SOUTH Yorkshire’s highest ranking police officer Med Hughes is retiring after seven years at the helm - before a new Crime and Police Commissioner is appointed to take overall responsibility for the force.
The Chief Constable announced his shock retirement yesterday at a meeting of South Yorkshire Police Authority.
His contract runs out next September, but the 53-year-old has opted to step down early so there is time for his successor to be found - before a Commissioner is appointed to take charge.
Mr Hughes said had he retired any later there would have been “too much change” for the force at once - causing a “serious risk to the governance, performance and stability” of the organisation.
“The change to a Police and Crime Commissioner is radical and potentially difficult so I think it is important the police service is as stable as possible so the public know, regardless of political change, the service they currently get is going to continue,” he added.
Mr Hughes said he would look for a job after he retires in October and would be happy to remain in South Yorkshire.
“I have always wanted to have a job where I am useful and that has not changed,” he said.
“After nine years here I have come to love the area and would be pleased to stay.
“I have been very lucky to have had a career far more interesting and challenging that I ever thought and I do not leave with any regrets.”

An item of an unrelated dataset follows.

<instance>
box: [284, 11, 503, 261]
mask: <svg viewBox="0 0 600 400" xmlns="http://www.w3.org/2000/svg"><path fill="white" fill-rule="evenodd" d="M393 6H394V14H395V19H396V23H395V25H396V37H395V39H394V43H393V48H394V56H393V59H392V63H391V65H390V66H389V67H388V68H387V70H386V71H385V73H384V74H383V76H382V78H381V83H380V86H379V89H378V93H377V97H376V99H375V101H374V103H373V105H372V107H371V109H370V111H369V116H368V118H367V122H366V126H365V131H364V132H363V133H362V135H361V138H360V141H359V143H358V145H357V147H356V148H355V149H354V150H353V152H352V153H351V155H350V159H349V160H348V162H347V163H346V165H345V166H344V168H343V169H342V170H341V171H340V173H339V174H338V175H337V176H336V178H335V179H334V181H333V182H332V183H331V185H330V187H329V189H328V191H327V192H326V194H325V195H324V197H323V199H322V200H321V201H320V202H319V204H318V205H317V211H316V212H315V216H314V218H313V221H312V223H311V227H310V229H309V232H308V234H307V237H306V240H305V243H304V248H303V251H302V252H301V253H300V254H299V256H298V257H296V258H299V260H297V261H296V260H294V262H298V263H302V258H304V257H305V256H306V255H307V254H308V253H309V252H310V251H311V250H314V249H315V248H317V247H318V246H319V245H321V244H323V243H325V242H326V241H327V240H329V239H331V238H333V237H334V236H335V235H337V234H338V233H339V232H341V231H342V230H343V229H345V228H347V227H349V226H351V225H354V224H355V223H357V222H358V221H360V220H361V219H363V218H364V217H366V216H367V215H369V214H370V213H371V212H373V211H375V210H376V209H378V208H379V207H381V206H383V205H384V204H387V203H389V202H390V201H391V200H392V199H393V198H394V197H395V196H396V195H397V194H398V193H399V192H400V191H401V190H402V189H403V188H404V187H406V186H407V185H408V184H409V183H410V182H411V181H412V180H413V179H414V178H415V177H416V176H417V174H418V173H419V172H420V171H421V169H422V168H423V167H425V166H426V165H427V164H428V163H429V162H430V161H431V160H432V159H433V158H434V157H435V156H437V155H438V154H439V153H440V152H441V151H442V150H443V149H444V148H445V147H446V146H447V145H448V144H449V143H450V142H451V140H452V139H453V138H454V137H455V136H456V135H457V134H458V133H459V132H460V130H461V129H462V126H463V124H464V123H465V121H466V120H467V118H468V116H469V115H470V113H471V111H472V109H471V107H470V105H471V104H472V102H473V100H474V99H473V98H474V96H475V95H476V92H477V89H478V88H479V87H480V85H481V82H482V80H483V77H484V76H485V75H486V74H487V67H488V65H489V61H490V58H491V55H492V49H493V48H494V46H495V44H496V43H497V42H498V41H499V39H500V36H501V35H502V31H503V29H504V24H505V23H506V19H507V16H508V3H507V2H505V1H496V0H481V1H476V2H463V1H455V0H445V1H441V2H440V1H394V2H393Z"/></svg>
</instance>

South Yorkshire Police Authority said under Mr Hughes, crime in the county had fallen.
Charles Perryman, chair of South Yorkshire Police Authority, said: “We would like to thank Med Hughes for his commitment, support and leadership during the last seven years.
“The Chief Constable has shown a positive and transparent approach to managing the force, which in turn has led to a mutual respect and productive dialogue with members.
“South Yorkshire Police is now recognised as one of the most successful forces in the country and Med Hughes has personally been at the forefront of these achievements.
“Agreeing to this retirement will provide the authority with the opportunity to appoint a new Chief Constable before the election of a Police and Crime Commissioner in May 2012.
“This will ensure continuity of leadership at a time of great change and challenging financial difficulties which are facing policing, not only in South Yorkshire but across the UK.
“We wish Med Hughes well for the future.”
Mr Hughes became the first Chief Constable in the country to speak out over Government funding cuts.
His force must save £43 million over the next four years.
He predicted an increase in crime as police forces shrink, unemployment soars, councils slash services and courts allow repeat offenders to remain on the streets.
Over 1,000 policing and staff posts are expected to be axed in the county over the next four years as bosses battle to balance the books.
Former Home Secretary David Blunkett MP, said: “Med Hughes will be sorely missed as he has helped to turn around the morale and motivation of the force and overseen a massive drop in crime and anti-social behaviour.
“I think it’s thoughtful of him to allow the Police Authority to appoint his successor before the likely confusion and possible mayhem of the forthcoming elected Police Commissioner which will be implemented over the next 18 months.”